A decision flowchart for zero-shot vs fine-tuning¶
A pragmatic protocol, condensing the considerations above:
flowchart TD
Start{"Run zero-shot MD<br/>on representative<br/>configuration"}
Start --> Check["Compute MLIP-DFT<br/>parity on ~20<br/>snapshots"]
Check --> Q1{"Force MAE<br/>< 100 meV/Å?"}
Q1 -->|"yes"| Q2{"Energies on<br/>convex hull?"}
Q1 -->|"no"| FT1["Few-shot fine-tune<br/>on 100-500 DFT<br/>configurations"]
Q2 -->|"yes"| Use["Use zero-shot<br/>for production"]
Q2 -->|"no"| FT2["Few-shot fine-tune<br/>with energy weight"]
FT1 --> Recheck["Re-evaluate parity<br/>on held-out test set"]
FT2 --> Recheck
Recheck --> Q3{"Errors now<br/>< 20 meV/atom<br/>and < 50 meV/Å?"}
Q3 -->|"yes"| Use
Q3 -->|"no"| Full["Full fine-tune<br/>or train from scratch<br/>(Chapter 9)"]The two thresholds — \(100\) meV/Å on forces, \(20\) meV/atom on energy post-tuning — are empirical and somewhat field-dependent. For catalysis \(50\) meV/atom may be unacceptable; for screening it may be plenty. The discipline is to fix the threshold before looking at the data, in line with the same statistical hygiene one would apply to any model comparison.
The single most expensive mistake is to skip the zero-shot parity check and run a long production MD with an unvalidated foundation model. The cost of generating \(20\) DFT single-points to validate is small; the cost of discovering, three weeks later, that the entire trajectory was sampled with \(200\) meV/Å force errors and is therefore qualitatively wrong, is enormous.
A note on what is not a foundation model¶
The phrase has acquired some marketing weight. Three clarifications are worth making.
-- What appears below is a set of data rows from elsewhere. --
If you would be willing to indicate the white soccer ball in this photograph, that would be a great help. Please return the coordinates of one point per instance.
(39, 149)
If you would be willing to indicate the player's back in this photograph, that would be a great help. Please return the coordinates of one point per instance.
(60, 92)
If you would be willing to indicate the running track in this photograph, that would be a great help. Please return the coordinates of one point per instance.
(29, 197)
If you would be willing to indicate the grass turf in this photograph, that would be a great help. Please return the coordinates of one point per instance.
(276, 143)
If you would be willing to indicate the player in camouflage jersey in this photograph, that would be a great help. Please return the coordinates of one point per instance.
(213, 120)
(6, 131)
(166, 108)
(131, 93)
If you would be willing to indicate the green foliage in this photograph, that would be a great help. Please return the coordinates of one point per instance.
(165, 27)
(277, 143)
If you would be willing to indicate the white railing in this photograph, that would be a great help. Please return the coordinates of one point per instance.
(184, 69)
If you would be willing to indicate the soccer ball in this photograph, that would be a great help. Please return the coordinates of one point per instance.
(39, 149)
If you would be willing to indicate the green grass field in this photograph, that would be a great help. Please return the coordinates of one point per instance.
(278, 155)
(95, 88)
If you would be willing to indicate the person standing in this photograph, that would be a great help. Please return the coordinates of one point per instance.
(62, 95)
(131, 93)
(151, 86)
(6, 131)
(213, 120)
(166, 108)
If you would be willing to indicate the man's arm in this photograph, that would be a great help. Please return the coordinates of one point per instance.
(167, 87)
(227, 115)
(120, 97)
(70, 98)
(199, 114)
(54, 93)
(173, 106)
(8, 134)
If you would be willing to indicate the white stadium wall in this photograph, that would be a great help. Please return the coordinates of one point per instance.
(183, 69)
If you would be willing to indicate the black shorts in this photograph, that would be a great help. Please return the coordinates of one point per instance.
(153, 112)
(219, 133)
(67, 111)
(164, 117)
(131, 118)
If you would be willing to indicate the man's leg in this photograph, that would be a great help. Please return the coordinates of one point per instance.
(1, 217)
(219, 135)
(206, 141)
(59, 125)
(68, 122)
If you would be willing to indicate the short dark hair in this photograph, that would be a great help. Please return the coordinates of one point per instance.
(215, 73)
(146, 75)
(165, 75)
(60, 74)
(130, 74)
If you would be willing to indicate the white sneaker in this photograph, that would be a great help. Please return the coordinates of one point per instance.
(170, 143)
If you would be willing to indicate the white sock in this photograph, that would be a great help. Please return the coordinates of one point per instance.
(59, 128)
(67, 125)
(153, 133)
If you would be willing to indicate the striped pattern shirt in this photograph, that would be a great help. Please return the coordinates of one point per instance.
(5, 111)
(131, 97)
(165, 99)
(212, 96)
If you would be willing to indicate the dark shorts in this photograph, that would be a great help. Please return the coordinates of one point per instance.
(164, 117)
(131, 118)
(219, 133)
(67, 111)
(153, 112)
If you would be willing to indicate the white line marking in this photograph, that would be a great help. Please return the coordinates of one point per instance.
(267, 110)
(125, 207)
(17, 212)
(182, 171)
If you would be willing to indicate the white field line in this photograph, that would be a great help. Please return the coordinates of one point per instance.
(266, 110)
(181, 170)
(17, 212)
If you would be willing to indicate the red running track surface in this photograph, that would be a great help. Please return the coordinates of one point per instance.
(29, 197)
First, a graph neural network trained on \(10{,}000\) Materials Project structures to predict band gaps is not a foundation model. It is a property-prediction model. It can be very useful, but the foundation-model label requires that the same weights serve a wide range of downstream tasks, which is generally only achieved when the pre-training task is itself broad (energy and forces across the periodic table, in the MLIP case).
Second, a model is not a foundation model merely because it is large. Scale is necessary but not sufficient. The fitness criterion is generality, demonstrated by transfer to held-out tasks.
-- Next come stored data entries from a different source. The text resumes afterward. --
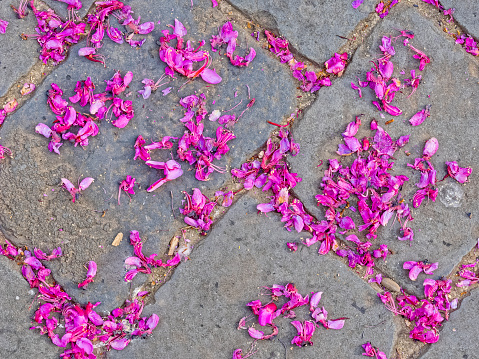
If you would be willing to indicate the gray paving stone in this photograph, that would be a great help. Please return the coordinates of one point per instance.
(442, 233)
(24, 52)
(61, 8)
(79, 227)
(311, 27)
(201, 305)
(466, 14)
(16, 339)
(457, 338)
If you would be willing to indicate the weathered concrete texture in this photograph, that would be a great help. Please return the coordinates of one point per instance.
(458, 338)
(16, 339)
(31, 179)
(466, 14)
(24, 53)
(311, 27)
(443, 232)
(201, 305)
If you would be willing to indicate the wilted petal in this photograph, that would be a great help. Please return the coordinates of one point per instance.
(210, 76)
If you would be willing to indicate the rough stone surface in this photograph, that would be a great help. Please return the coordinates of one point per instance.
(207, 296)
(443, 233)
(457, 339)
(24, 52)
(80, 228)
(16, 339)
(466, 14)
(311, 27)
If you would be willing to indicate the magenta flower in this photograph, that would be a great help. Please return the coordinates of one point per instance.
(305, 332)
(417, 267)
(84, 184)
(171, 169)
(90, 274)
(419, 117)
(430, 148)
(27, 89)
(3, 26)
(336, 64)
(460, 174)
(127, 186)
(22, 9)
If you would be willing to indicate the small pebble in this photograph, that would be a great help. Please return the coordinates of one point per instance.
(390, 284)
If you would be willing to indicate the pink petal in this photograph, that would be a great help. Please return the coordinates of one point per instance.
(210, 76)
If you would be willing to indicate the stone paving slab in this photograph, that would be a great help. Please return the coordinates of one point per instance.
(311, 27)
(442, 233)
(80, 228)
(458, 339)
(201, 305)
(24, 52)
(16, 338)
(466, 14)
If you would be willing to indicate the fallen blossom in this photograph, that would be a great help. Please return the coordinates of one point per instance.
(3, 26)
(171, 169)
(370, 351)
(75, 192)
(417, 267)
(27, 89)
(356, 3)
(336, 64)
(127, 186)
(460, 174)
(228, 37)
(419, 117)
(92, 267)
(22, 9)
(305, 332)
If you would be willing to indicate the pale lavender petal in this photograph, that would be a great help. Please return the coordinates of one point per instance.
(210, 76)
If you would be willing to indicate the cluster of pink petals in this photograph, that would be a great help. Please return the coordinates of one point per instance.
(99, 24)
(127, 186)
(92, 267)
(382, 9)
(5, 151)
(197, 209)
(3, 26)
(468, 44)
(75, 192)
(182, 59)
(54, 35)
(150, 85)
(268, 312)
(228, 37)
(68, 117)
(427, 183)
(460, 174)
(385, 86)
(419, 117)
(310, 81)
(9, 107)
(141, 263)
(427, 314)
(83, 326)
(417, 267)
(336, 64)
(469, 276)
(27, 89)
(369, 180)
(22, 9)
(196, 148)
(371, 351)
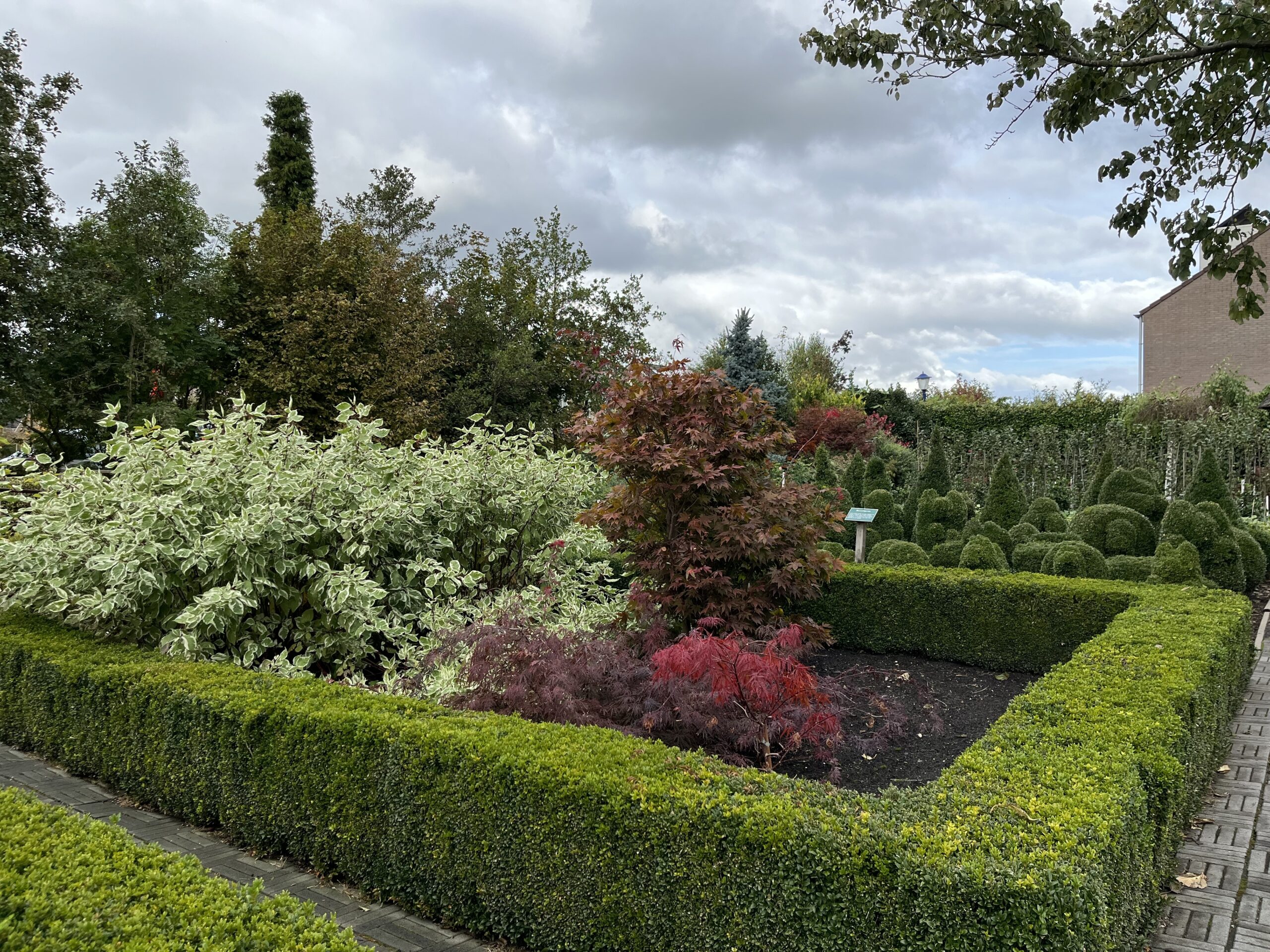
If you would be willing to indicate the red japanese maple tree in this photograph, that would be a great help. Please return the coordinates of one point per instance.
(709, 530)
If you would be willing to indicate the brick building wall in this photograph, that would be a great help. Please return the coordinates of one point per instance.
(1188, 333)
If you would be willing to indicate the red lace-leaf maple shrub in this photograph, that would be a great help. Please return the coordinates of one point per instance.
(841, 429)
(710, 534)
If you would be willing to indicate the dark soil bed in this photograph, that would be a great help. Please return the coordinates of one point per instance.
(967, 699)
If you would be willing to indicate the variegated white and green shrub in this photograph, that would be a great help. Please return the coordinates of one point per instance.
(264, 546)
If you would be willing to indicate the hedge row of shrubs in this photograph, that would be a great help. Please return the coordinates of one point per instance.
(69, 883)
(1055, 832)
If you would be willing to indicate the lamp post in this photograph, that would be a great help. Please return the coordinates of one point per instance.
(924, 384)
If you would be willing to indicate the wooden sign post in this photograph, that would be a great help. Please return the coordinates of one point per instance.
(861, 518)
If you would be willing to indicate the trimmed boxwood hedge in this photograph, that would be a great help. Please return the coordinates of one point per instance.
(1055, 832)
(69, 883)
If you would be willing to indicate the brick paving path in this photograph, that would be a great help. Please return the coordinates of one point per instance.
(1232, 913)
(377, 924)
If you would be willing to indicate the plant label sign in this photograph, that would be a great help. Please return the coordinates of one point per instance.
(861, 518)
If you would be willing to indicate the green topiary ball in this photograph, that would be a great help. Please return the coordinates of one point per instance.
(1176, 564)
(1131, 568)
(1044, 516)
(1075, 560)
(1115, 530)
(1137, 490)
(948, 555)
(1028, 556)
(982, 552)
(897, 551)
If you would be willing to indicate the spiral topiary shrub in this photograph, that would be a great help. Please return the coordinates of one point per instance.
(1075, 560)
(897, 551)
(1176, 564)
(1137, 490)
(939, 518)
(1115, 530)
(982, 552)
(1131, 568)
(1044, 516)
(1029, 556)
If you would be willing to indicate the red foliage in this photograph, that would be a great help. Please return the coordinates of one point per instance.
(840, 429)
(708, 530)
(775, 699)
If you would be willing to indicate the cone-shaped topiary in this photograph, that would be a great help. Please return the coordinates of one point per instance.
(1208, 485)
(1046, 516)
(939, 518)
(1136, 489)
(1208, 529)
(1131, 568)
(855, 479)
(1254, 559)
(897, 551)
(948, 555)
(1005, 504)
(876, 475)
(982, 552)
(1115, 530)
(1076, 560)
(1105, 468)
(1176, 564)
(825, 473)
(1024, 532)
(1029, 556)
(935, 475)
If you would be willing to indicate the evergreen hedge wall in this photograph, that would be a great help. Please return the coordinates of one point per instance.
(1055, 832)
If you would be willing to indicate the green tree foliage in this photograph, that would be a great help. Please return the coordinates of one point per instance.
(131, 313)
(1044, 516)
(327, 313)
(1188, 74)
(935, 475)
(529, 333)
(1176, 564)
(982, 552)
(825, 473)
(264, 546)
(1136, 489)
(854, 480)
(1107, 466)
(1207, 527)
(1005, 504)
(894, 551)
(887, 524)
(28, 229)
(289, 179)
(1115, 530)
(750, 362)
(1208, 485)
(1076, 560)
(876, 475)
(939, 518)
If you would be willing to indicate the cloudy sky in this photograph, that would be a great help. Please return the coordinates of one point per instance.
(691, 141)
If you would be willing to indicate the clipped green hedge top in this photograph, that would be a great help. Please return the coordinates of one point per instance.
(1053, 832)
(69, 883)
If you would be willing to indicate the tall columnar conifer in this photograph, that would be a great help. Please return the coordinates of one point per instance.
(287, 179)
(1005, 504)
Third, the foundation-model label does not imply a particular architecture. MACE-MP-0 is a message-passing GNN. MatterGen is a diffusion model. A hypothetical transformer-on-graphs would be neither. What unites them is the role they play in a workflow, not the wiring of their layers.
Where this leaves us¶
The remainder of the chapter examines two concrete instantiations of the paradigm. Section 12.2 takes MACE-MP-0 as the canonical universal MLIP and walks through its installation, zero-shot evaluation, fine-tuning, and comparison with the contemporary alternatives. Section 12.3 turns to generative models, where the foundation idea is applied to the inverse problem of producing structures with desired properties. Section 12.4 surveys what is still missing.
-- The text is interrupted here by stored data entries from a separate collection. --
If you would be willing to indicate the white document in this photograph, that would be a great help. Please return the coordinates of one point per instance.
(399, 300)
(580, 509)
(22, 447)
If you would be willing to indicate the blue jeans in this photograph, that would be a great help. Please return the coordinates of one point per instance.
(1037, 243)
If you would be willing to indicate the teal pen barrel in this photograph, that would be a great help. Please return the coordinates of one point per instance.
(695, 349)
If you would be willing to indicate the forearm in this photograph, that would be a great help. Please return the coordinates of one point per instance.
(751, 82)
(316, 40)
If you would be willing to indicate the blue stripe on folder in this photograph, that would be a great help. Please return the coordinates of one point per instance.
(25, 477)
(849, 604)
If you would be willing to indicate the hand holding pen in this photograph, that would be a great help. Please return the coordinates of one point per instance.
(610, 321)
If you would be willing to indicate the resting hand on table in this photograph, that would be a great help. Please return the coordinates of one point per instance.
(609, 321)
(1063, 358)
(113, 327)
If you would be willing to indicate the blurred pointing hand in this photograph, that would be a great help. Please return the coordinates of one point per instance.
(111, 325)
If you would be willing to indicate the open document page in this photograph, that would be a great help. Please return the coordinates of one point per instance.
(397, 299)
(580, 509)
Throughout, the connection to Chapter 9 (MLIPs from scratch) and Chapter 10 (graph neural networks) should be kept in mind. Foundation models do not replace these methods; they shift the starting point. A universal MLIP is a pre-trained MLIP; a generative model on crystals is a generative model on the graphs of Chapter 10. The intellectual machinery is the same; only the scale, and the way the weights are shared across projects, has changed.